Index     Wavenumbers (cm-1)     %Transmission_i   ...
0         650                    100               ... 
.          .                      .                ...
.          .                      .                ...
.          .                      .                ...
n         4000                   95                ...

where, the x-axis for all spectra is the Wavenumbers (cm-1) column and the subsequent columns (%Transmission_i) are the actual data. I want to cluster these columns (in terms of which spectra are most similar to each other), as such I am trying this code:

X        = np.array([list(df[x].values) for x in df.set_index(x)])
clusters = DBSCAN().fit(X)

where df is my DataFrame, and np is numpy (hopefully obvious). The problem is when I print out the cluster labels it just spits out nothing but -1 which means all my data is noise. This isn't the case, when I plot my data I can clearly see a some spectra look very similar (as they should).

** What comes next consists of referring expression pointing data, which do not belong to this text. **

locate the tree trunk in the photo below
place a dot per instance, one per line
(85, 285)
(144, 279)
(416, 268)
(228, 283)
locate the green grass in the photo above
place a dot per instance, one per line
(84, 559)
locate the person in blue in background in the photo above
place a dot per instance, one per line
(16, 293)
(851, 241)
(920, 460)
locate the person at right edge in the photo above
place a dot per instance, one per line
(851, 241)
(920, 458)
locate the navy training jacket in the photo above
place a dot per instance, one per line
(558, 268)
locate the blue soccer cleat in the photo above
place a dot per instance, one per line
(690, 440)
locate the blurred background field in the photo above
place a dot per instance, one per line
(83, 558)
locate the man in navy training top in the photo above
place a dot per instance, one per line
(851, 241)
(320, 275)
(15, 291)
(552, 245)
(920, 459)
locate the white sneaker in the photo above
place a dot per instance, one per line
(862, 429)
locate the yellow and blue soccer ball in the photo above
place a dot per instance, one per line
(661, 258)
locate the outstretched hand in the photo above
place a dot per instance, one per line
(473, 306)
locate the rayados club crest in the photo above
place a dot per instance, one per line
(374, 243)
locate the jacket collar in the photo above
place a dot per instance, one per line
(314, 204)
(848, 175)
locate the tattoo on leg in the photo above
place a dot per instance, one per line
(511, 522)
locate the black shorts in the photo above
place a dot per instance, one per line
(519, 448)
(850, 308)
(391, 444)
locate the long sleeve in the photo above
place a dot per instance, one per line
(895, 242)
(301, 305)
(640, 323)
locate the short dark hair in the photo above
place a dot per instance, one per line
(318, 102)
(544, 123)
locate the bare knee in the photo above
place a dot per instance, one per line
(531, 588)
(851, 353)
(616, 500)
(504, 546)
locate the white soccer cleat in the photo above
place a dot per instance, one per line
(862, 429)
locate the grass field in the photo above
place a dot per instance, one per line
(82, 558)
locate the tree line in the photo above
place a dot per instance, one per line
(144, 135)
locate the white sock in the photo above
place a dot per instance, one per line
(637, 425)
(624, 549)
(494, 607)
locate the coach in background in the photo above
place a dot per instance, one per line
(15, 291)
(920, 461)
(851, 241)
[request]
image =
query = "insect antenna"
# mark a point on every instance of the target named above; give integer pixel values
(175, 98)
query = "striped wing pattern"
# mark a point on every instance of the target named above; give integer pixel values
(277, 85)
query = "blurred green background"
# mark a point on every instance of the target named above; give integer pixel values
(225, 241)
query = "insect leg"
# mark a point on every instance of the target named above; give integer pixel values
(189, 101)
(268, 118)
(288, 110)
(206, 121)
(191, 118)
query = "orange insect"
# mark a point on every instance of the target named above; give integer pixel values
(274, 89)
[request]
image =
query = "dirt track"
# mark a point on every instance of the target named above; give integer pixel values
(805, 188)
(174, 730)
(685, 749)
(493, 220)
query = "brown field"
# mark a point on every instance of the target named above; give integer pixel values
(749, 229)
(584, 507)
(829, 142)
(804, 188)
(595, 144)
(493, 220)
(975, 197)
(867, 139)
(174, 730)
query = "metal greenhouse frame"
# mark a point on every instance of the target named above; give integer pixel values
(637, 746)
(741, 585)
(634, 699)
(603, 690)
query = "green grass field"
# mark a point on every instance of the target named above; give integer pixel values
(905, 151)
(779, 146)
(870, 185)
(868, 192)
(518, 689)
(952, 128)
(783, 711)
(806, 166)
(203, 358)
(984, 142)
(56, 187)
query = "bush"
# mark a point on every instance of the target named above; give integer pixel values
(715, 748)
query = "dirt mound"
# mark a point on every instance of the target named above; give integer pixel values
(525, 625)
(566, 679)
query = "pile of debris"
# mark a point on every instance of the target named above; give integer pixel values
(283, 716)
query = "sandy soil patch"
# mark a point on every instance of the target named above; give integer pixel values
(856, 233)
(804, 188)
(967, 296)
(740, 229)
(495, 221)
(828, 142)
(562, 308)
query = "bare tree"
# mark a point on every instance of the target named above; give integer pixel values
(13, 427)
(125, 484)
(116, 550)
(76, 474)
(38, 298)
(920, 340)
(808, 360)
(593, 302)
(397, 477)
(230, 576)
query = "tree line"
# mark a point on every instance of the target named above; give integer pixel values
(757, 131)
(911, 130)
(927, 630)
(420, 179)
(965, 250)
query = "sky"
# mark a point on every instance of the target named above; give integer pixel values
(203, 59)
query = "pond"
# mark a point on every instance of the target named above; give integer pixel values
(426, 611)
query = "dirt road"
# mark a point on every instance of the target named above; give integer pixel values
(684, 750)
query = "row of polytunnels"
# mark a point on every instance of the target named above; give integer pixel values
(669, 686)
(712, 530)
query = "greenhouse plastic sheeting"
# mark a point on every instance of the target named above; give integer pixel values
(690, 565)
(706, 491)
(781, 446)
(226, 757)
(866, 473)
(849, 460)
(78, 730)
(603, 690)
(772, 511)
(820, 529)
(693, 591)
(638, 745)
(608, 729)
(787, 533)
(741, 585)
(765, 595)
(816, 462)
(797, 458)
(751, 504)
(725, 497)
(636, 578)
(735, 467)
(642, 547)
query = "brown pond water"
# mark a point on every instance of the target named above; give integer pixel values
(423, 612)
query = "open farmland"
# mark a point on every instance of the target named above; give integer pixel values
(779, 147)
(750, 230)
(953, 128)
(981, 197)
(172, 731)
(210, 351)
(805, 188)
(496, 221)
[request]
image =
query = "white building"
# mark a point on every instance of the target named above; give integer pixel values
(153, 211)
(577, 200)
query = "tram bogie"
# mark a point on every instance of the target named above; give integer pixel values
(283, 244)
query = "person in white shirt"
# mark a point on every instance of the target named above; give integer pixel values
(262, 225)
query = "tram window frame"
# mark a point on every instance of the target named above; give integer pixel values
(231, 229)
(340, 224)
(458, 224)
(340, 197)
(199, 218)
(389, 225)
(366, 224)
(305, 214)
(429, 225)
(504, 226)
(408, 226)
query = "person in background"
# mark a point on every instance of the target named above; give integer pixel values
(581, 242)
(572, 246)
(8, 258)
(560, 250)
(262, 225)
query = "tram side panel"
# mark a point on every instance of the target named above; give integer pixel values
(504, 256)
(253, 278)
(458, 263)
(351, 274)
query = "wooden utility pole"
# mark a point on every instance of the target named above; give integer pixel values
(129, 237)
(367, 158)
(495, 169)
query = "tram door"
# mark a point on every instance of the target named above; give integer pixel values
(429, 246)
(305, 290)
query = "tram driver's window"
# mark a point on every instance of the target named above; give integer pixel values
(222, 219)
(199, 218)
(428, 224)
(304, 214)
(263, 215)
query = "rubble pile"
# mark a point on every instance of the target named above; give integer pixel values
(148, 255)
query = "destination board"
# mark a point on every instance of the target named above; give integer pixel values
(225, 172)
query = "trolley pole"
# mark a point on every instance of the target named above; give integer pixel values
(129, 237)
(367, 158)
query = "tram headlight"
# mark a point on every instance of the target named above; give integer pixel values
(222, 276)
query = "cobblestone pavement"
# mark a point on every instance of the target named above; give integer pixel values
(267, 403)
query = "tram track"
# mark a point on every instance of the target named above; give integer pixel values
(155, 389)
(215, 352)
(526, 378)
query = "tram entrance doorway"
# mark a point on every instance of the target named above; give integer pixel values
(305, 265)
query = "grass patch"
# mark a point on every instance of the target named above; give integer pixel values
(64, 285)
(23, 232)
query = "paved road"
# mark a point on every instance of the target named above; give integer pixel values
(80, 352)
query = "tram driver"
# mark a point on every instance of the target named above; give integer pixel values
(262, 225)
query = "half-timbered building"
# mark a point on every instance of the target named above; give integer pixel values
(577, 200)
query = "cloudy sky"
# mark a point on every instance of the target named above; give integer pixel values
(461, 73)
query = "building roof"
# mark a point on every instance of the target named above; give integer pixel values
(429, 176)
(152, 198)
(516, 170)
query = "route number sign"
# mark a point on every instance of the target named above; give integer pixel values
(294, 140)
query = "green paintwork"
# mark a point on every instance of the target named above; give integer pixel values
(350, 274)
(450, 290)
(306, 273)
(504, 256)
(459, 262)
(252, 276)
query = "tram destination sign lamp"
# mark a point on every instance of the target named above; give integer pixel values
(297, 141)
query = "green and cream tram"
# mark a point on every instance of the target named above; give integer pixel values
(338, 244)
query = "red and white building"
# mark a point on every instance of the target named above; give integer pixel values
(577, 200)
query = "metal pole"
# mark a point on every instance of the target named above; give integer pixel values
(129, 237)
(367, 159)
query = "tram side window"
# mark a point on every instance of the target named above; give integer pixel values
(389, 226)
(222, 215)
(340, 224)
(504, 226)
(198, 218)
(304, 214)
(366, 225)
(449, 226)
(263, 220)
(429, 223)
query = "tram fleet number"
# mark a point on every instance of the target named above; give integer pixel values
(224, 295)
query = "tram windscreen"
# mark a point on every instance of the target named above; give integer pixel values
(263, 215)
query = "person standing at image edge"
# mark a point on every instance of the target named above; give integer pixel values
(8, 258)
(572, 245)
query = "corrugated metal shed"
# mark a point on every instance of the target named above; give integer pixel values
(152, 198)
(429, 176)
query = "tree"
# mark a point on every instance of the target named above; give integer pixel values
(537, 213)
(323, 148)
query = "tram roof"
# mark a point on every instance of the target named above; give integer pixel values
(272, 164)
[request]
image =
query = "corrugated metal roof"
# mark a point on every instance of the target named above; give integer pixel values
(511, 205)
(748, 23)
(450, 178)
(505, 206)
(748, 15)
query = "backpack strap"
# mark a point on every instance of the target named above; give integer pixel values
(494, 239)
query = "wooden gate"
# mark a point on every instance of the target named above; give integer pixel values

How can I get the similar spectra to be clustered properly?

EDIT: Here is a minimum working example.

import numpy as np
import pandas as pd
import sklearn as sk
import matplotlib.pyplot as plt
from sklearn.cluster import DBSCAN

x = 'x-vals'

def cluster_data(df):

    avg_list = []
    dif_list = []
    for col in df:
        if x == col:
            continue
        avg_list.append(np.mean(df[col].values))
        dif_list.append(np.mean(np.diff(df[col].values)))

    a = sk.preprocessing.normalize([avg_list], norm='max')[0]
    b = sk.preprocessing.normalize([dif_list], norm='max')[0]

    X = []
    for i,j in zip(a,b):
        X.append([i,j])

    X = np.array(X)
    clusters = DBSCAN(eps=0.2).fit(X)

    return clusters.labels_

def plot_clusters(df, clusters):
    colors = ['red', 'green', 'blue', 'black', 'pink']
    i      = 0
    for col in df:
        if col == x:
            continue
        color = colors[clusters[i]]
        plt.plot(df[x], df[col], color=color)
        i +=1
    plt.show()


x1  = np.linspace(-np.pi, np.pi, 201)
y1  = np.sin(x1) + 1
y2  = np.cos(x1) + 1
y3  = np.zeros_like(x1) + 2
y4  = np.zeros_like(x1) + 1.9
y5  = np.zeros_like(x1) + 1.8
y6  = np.zeros_like(x1) + 1.7
y7  = np.zeros_like(x1) + 1
y8  = np.zeros_like(x1) + 0.9
y9  = np.zeros_like(x1) + 0.8
y10 = np.zeros_like(x1) + 0.7

df  = pd.DataFrame({'x-vals':x1, 'y1':y1, 'y2':y2, 'y3':y3, 'y4':y4,
                    'y5':y5, 'y6':y6, 'y7':y7, 'y8':y8, 'y9':y9,
                    'y10':y10})

clusters = cluster_data(df)

plot_clusters(df, clusters)

This produces the following plot, where red is a cluster and pink is noise. plot made by minimum working example


Solution

  • I was able to get a method working, but I'm not fully convinced this is the best method for clustering IR spectra.

    First I run through all the spectra and compile a list of the mean and mean of the first derivative of each spectra. The mean is supposed to be representative of the vertical location of the spectra, while the mean of the first derivative is supposed to be representative of the shape of the spectra.

    avg_list = []
    dif_list = []
    for col in df:
        if x == col:
           continue
        avg_list.append(np.mean(df[col].values))
        dif_list.append(np.mean(np.dif(df[col].values)))
    

    Then I normalize each list, this is so I can pick a eps value based on percent changes.

    a = sk.preprocessing.normalize([avg_list], norm='max')[0]
    b = sk.preprocessing.normalize([diff_list], norm='max')[0]
    

    After that I make a 2D array for runnning DBSCAN in 2D mode.

    X = []
    for i,j in zip(a,b):
        X.append([i,j])
    

    Then I run the DBSCAN clustering method with an arbitrary percent difference value for the eps parameter.

    X        = np.array(X)
    clusters = DBSCAN(eps=0.2).fit(X)
    

    Then clusters.labels_ returns an array with the length of the number of spectra in my DataFrame. It works fairly well, but it is rather exclusive and the clusters could be better. Some more fine tuning would be helpful.